Big data is not just for the big boys
Analytics goes downmarket
Steps to Take Before Choosing a Business Continuity Partner
It may take a while but eventually any good technology embraced by large enterprises trickles its way down to small and mid-sized businesses in some appropriately modified and re-priced form.
It will be no different for modern business analytics tools. The time could be ripe for mid-range customers to start thinking about either modernising their data warehouses or data marts if they are lucky enough to have any, or come up with a plan to install a business analytics platforms if they don't.
One of the reasons for the success of Microsoft's SQL Server relational database a decade ago is that many of the customers buying the database – as much as a third of all sales by some estimates – wanted the relatively inexpensive SQL Server to set up an online analytical processing (OLAP) server.
That initial OLAP server bundled in SQL Server 2005 opened up a new world of business intelligence.
Fast work
Today’s tools are not only much more sophisticated but are affordably priced for mid-market customers. The level of performance they offer gives these smaller companies what they need to compete in the global marketplace
Everybody is talking about big data these days, but the term is really a misnomer. Fast data is probably a better term. Companies of all sizes are wrestling with making sense of diverse structured, semi-structured and unstructured data sets to help them make quick decisions.
Dell, which does not usually get into markets if it doesn't think it can make a good profit, particularly from the small and medium businesses that it still peddles a lot of its gear to, is cooking up the Quickstart Data Warehouse Appliance. It is based on Dell’s new PowerEdge 12G servers and Microsoft's SQL Server 2012.
Dell says this will be the first data warehouse appliance out the door running the Denali SQL Server 2012. It will also depend on Dell's Boomi service for integrating transactional systems and other data sources into Quickstart.
Not much else is known about this appliance, except that it is in beta testing and is due to be launched in the second quarter of this year.
Place your bets
Meanwhile IBM is betting heavily on business analytics as a key driver of revenue over the next five years.

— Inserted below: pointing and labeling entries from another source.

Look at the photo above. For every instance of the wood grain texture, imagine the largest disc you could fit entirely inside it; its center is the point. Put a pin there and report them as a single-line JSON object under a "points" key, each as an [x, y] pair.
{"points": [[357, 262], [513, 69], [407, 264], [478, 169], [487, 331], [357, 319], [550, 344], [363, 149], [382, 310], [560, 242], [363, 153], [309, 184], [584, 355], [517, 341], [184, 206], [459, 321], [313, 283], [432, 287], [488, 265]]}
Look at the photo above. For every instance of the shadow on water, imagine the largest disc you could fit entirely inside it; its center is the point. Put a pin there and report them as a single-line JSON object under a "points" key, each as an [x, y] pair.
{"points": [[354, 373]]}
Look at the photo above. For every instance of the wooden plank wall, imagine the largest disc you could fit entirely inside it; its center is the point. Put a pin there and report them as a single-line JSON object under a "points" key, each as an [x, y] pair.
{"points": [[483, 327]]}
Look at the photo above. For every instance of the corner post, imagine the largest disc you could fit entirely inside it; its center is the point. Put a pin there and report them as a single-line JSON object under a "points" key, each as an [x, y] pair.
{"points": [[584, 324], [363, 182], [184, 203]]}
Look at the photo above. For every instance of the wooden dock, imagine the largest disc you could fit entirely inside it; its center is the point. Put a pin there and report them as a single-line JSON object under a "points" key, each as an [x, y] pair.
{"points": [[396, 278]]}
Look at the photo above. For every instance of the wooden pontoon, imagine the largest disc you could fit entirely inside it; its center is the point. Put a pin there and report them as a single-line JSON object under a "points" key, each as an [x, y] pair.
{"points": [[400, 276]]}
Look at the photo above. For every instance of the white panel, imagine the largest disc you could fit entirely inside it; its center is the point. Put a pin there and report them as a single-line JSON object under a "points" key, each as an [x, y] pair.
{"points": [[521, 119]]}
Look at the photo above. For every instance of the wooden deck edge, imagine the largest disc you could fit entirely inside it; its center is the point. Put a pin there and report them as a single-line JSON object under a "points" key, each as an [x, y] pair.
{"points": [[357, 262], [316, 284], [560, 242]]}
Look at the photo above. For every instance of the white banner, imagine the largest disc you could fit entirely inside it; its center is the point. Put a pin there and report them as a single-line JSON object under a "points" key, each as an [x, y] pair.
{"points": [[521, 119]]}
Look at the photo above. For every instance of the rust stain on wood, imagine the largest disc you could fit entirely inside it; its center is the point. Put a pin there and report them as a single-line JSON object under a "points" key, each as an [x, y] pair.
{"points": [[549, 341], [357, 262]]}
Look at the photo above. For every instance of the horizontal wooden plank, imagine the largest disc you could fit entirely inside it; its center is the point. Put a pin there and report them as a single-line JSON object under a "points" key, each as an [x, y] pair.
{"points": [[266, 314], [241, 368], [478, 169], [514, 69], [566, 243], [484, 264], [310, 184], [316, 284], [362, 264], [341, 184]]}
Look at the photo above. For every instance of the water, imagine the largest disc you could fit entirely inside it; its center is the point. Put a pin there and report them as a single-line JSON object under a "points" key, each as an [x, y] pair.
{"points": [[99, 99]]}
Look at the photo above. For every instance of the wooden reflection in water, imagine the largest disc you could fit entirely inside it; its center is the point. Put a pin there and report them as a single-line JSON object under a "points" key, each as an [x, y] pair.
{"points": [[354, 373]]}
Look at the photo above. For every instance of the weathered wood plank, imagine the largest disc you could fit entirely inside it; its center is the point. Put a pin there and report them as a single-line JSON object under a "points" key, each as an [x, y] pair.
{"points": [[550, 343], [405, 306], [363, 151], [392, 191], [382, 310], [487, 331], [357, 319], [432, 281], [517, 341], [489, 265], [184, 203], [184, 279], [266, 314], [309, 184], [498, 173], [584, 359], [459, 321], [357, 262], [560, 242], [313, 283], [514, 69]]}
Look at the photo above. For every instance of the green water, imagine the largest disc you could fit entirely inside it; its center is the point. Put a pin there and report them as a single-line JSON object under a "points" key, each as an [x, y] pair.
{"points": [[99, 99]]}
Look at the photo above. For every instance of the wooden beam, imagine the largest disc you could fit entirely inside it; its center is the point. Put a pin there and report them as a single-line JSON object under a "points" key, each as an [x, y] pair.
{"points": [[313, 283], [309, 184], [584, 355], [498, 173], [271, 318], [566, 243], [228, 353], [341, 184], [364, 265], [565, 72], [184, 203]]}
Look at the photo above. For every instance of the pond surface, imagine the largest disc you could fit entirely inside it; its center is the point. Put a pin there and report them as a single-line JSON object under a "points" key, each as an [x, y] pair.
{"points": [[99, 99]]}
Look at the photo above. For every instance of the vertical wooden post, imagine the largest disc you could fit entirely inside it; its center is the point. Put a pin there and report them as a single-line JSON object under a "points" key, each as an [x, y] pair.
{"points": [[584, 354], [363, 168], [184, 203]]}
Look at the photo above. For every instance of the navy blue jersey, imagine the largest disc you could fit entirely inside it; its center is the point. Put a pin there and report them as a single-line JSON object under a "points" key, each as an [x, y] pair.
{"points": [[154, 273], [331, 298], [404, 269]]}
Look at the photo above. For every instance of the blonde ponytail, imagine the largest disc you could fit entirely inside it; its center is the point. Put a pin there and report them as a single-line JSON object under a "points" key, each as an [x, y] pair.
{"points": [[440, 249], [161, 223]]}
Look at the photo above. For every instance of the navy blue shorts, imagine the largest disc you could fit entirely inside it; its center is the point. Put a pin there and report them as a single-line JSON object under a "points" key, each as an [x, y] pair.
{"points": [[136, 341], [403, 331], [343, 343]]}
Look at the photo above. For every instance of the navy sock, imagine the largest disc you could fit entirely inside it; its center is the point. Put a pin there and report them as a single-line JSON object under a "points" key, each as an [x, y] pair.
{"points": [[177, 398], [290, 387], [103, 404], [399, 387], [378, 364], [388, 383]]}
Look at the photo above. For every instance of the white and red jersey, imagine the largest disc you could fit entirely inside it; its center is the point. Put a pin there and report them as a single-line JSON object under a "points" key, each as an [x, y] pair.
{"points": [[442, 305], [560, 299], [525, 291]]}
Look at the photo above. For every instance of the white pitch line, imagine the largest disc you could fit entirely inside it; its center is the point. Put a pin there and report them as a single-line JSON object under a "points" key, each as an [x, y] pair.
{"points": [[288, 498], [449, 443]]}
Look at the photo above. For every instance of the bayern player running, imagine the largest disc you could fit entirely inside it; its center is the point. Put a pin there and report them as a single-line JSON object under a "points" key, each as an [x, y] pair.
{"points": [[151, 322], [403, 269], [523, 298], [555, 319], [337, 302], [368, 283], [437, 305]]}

The company is beginning to see some traction with various products in the mid range, according to Nancy Kopp, programme director for data warehousing and business analytics at IBM.

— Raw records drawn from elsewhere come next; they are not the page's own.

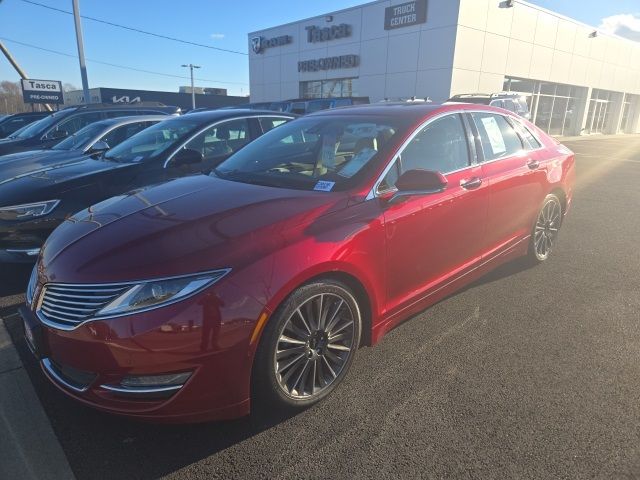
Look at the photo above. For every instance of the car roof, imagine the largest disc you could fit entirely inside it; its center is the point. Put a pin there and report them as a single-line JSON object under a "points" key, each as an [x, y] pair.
{"points": [[413, 111], [133, 118], [234, 113]]}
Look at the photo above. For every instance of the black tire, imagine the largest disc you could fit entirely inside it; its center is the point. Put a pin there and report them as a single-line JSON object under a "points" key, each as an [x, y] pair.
{"points": [[545, 230], [269, 390]]}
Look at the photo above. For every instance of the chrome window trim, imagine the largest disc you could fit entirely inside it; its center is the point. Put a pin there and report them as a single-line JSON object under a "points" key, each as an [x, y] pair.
{"points": [[373, 193], [69, 328], [46, 363], [217, 123], [118, 125]]}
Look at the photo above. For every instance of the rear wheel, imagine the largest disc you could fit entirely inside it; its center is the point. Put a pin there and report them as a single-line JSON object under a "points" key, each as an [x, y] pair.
{"points": [[307, 346], [545, 230]]}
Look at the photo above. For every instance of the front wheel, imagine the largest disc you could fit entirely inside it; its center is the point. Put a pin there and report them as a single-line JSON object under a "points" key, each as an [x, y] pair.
{"points": [[545, 230], [307, 346]]}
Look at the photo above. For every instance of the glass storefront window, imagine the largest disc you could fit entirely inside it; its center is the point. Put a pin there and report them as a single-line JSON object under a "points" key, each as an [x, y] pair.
{"points": [[333, 88]]}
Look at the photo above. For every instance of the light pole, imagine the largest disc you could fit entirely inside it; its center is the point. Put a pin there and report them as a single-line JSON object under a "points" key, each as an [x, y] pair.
{"points": [[83, 67], [191, 66]]}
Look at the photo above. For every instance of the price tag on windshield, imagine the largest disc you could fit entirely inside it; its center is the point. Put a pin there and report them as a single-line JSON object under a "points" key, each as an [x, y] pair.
{"points": [[324, 186]]}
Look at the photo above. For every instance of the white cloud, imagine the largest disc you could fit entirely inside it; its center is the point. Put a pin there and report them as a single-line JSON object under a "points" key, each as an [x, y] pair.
{"points": [[626, 25]]}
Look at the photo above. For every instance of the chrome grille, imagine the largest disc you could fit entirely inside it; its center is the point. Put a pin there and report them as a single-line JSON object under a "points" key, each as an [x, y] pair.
{"points": [[66, 306]]}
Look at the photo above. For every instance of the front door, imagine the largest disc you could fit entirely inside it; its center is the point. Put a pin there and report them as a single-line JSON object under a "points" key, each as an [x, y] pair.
{"points": [[433, 238]]}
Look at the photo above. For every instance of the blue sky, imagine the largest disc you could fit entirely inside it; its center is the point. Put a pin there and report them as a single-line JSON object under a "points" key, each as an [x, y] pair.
{"points": [[217, 23]]}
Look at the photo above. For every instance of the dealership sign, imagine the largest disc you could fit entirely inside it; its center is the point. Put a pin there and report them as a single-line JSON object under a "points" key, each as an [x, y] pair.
{"points": [[258, 44], [329, 63], [317, 34], [42, 91], [405, 14]]}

Depending on the type of data and analytical applications that hit against it, mid-market customers tend to go with one of two IBM machines right now, in the wake of Big Blue's $1.7bn acquisition of Netezza in September 2010.
In July 2009 IBM launched its Smart Systems, which are clusters of Power or x86 server nodes equipped with operating systems, IBM's General Parallel File System and Tivoli System Automation to manage each node.
Some of the nodes ran Cognos modules, including BI Server, Go Dashboard and BI Samples, and others ran IBM's InfoSphere Warehouse variant of its DB2 database, merging data warehousing and analytics all in one cluster.
"The more bundling you do, the more favours you are doing"
IBM gradually fleshed out the boxes and even created an entry machine called the Smart Analytics System 5710, which pairs up an IBM System x server with a DS3500 array and the Cognos and InfoSphere software stack, all for a $50,000 price tag and configured as an appliance for companies to dump data into and chew on it.
"The more bundling and integration you do, the more favours you are doing for the mid-market," says Kopp.
Some mid-range companies have quite large data munching jobs, and for these customers IBM has created the Smart Analytics System 7700. This uses IBM's Power 740 servers, based on the Power7 Risc processors and similar to the nodes used in IBM’s Watson machine, which competed in the TV quiz show Jeopardy! and won.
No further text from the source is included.